Throughout the late 1900s to the late 1970s, the state of California implemented unthinkable acts of eugenics. With the mindset of “improving the human race,” California worked to sterilize upwards of 20,000 people carrying “undesirable traits” so that they would not bear children.” The victims of California’s sterilization efforts included people with mental illnesses, physical disabilities, women who were considered too sexual, and people of color.
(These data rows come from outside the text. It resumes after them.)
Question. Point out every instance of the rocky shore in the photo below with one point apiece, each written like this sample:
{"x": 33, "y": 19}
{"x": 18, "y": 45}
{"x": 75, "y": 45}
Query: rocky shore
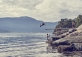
{"x": 71, "y": 43}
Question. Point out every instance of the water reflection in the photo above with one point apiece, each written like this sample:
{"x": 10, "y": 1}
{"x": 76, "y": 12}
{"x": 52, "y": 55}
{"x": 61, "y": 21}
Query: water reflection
{"x": 52, "y": 49}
Victims also included people as young as 13-years-of age.

Of course, no dollar amount could make up for the pain and humiliation of these acts.

Loading the player...

The state of California has set aside $7.5 million for a reparations program to give to victims.

According to the Los Angeles Times, “California’s proposal is unique because it would apply to more than just victims of the eugenics law that was repealed in 1979. The state also would pay female prison inmates who were coerced into getting sterilized, a disgrace first exposed by the Center for Investigative Reporting in 2013.”

A later report found that California’s sterilization programs continued between 2005 and 2013, where it sterilized 144 female prisoners “with little or no evidence that officials counseled them or offered alternative treatment.” It’s been noted that while all of the women during this time signed consent forms, “in 39 cases, state officials did not do everything that was legally required to obtain their permission” more, the reports found that many of the women were coerced into taking part in sterilizations.

Speaking about the reparations efforts, Lorena Garcia Zermeño, who works as a policy and communications coordinator for California Latinas for Reproductive Justice, told the LA Times that “We must address and face our horrific history… This isn’t something that just happened in the past.”

California recently became the third state in the U.S. to try to make things right for victims of the “eugenics movement”.

In 2013 and 2015, North Carolina and Virginia respectively approved payouts to survivors of forced sterilization programs implemented by the states.

In regards to the future, Assemblywoman Wendy Carrillo of Los Angeles calls this effort “only the begging.”

“I can’t imagine the trauma, the depression, the stress of being incarcerated,” She told the La Times. “Being rehabilitated, and trying to start your life again in society, wanting to start a family, only to find out that that choice was taken away from you.”